# Thomas running outdoors



## snowshoe (Jan 2, 2008)

The weather finally cleared and the kids and myself took Thomas out for a run outside. Thomas ran very well on my track. Only unhooked in one spot but was easily fixed by changing to the Bachmann knuckle couplers. Most of the snow is gone from the last few days of rain and above normal temps.


----------



## Totalwrecker (Feb 26, 2009)

Great pics, thanks. 
John


----------



## Jerry Barnes (Jan 2, 2008)

Looks big!


----------



## Dave F (Jan 2, 2008)

Annie and Clarabell seem to be enjoying the fresh air and sunshine.. 

Very nice.


----------



## leonpete (Jan 4, 2008)

Love your pictures and yes the train looks rather large but I like it. COOL!!!!! Kids would love it also!!!!!!


----------



## NTCGRR (Jan 2, 2008)

My first thought was, " who could possibly be running out doors ,NOW"? 
I can't even get to the GRR.


----------



## Richard Weatherby (Jan 3, 2008)

Photos look great!!! Is that the Island of Sodor? 
Some kids tell us that there is a very specific arrangement for Annie & Clarabel.. Annie goes behind Thomas facing forward with Clarabel behind facing backward. Can anyone confirm this?


----------



## BN3140 (Mar 2, 2009)

I watched a quick video I found on a google search at http://www.yv.hu/play_a_video.html?...57606df2b7 and it looks like your right! Annie looks forwards and when Duck pulls them Clarabel is facing backwards.


----------



## vsmith (Jan 2, 2008)

Looks great, now if you could get rid of that pasty face on the engine it would look even better


----------



## Torby (Jan 2, 2008)

Annie comes first. They face away from each other otherwise they fuss and kick each other's buffers.

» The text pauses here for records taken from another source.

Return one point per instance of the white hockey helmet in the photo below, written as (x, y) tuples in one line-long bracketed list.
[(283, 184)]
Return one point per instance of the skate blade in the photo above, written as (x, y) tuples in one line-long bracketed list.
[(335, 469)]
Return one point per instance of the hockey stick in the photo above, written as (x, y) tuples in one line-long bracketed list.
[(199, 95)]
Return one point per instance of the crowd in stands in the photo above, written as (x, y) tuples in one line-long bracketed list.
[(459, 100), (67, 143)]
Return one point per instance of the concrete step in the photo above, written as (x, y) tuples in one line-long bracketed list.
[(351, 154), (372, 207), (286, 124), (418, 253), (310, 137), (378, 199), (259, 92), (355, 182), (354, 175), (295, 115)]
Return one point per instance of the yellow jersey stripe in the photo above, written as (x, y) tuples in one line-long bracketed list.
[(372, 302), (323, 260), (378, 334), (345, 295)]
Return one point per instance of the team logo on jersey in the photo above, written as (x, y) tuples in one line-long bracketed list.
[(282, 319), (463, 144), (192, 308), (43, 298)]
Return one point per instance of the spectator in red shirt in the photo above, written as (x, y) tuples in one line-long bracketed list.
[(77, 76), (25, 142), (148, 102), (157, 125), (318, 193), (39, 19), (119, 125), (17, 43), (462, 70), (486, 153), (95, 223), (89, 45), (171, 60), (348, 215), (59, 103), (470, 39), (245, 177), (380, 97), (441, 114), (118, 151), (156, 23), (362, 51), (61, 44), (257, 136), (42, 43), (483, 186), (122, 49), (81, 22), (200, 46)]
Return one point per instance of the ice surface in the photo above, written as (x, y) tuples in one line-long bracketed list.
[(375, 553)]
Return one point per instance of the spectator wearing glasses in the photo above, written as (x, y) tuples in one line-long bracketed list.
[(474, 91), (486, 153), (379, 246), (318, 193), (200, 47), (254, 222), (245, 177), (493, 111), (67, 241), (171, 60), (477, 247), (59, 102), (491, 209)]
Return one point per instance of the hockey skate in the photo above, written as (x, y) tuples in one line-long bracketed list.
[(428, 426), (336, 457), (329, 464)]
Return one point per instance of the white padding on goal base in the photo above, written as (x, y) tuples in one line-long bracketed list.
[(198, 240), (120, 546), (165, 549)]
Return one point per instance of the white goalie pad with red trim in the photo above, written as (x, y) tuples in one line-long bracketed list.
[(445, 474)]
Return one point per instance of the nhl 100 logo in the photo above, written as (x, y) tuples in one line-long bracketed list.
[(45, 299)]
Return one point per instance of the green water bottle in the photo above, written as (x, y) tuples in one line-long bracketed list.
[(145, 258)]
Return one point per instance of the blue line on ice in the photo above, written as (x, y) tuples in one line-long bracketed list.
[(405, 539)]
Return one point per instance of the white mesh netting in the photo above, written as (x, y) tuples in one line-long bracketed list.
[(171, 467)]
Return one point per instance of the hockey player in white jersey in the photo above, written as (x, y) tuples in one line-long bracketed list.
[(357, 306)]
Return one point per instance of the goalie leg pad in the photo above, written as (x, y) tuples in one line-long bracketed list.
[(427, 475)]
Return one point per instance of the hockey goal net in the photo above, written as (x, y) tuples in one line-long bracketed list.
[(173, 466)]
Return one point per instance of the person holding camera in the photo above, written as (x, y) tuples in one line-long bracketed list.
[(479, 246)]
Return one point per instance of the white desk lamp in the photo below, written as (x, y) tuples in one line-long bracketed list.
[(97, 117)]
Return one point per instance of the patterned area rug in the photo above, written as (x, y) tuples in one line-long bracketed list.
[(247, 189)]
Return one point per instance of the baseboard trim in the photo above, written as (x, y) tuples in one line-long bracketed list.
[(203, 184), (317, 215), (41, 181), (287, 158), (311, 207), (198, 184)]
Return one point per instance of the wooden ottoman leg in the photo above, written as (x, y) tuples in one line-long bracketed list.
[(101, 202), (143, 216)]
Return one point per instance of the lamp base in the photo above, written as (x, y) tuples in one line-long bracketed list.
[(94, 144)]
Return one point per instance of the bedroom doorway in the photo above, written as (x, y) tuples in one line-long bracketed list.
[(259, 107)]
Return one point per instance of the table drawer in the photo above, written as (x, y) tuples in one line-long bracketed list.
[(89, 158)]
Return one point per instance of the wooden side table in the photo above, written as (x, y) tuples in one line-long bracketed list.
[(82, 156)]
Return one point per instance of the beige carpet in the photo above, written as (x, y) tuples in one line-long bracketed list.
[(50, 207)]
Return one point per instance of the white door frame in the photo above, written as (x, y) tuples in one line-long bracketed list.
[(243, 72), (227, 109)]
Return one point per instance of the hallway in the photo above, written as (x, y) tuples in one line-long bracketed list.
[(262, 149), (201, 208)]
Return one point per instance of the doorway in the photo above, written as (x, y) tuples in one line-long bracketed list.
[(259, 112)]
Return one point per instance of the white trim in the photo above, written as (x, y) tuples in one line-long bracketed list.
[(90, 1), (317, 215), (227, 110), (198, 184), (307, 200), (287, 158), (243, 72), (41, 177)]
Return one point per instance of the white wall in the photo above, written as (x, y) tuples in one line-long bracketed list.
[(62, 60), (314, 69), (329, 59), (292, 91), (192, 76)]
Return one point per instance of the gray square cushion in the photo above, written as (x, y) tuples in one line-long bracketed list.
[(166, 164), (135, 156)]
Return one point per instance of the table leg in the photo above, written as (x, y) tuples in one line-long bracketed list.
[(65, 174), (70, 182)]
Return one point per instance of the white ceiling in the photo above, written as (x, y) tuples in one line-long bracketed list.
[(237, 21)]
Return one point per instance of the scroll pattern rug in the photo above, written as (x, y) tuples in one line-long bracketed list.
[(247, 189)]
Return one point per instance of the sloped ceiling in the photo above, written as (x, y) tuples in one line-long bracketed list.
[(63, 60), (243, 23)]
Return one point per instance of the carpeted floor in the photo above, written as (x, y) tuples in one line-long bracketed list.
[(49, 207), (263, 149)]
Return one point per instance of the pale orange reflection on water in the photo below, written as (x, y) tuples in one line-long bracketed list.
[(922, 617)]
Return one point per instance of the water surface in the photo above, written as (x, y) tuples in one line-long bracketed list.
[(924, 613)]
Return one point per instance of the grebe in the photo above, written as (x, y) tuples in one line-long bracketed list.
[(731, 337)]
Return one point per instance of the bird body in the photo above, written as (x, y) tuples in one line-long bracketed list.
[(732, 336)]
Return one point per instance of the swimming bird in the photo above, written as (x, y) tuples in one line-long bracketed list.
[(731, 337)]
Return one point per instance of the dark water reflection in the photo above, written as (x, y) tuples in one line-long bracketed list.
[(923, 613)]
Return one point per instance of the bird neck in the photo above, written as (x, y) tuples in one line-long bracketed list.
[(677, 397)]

The new Bachmann Thomas runs very nicely at the Botanic. I love the spoked wheels, longer and more detailed coaches, and smooth running. I think the old Lionell Thomas sets have been set aside as backups.


----------



## Paulus (May 31, 2008)

Well. that's one set that is on me and my sons wanted list for sure... 
You and your kids must have lots of fun with this train!


----------



## snowshoe (Jan 2, 2008)

The kids love it and I dont have to worry about their fingers damaging the cars and engine. My 10 month old loves to just push the cars back and forth and take the roof off. If I didnt get it for the kids I would have done what vic is doing or convert it into some sort of backwoods logging engine. LOL


----------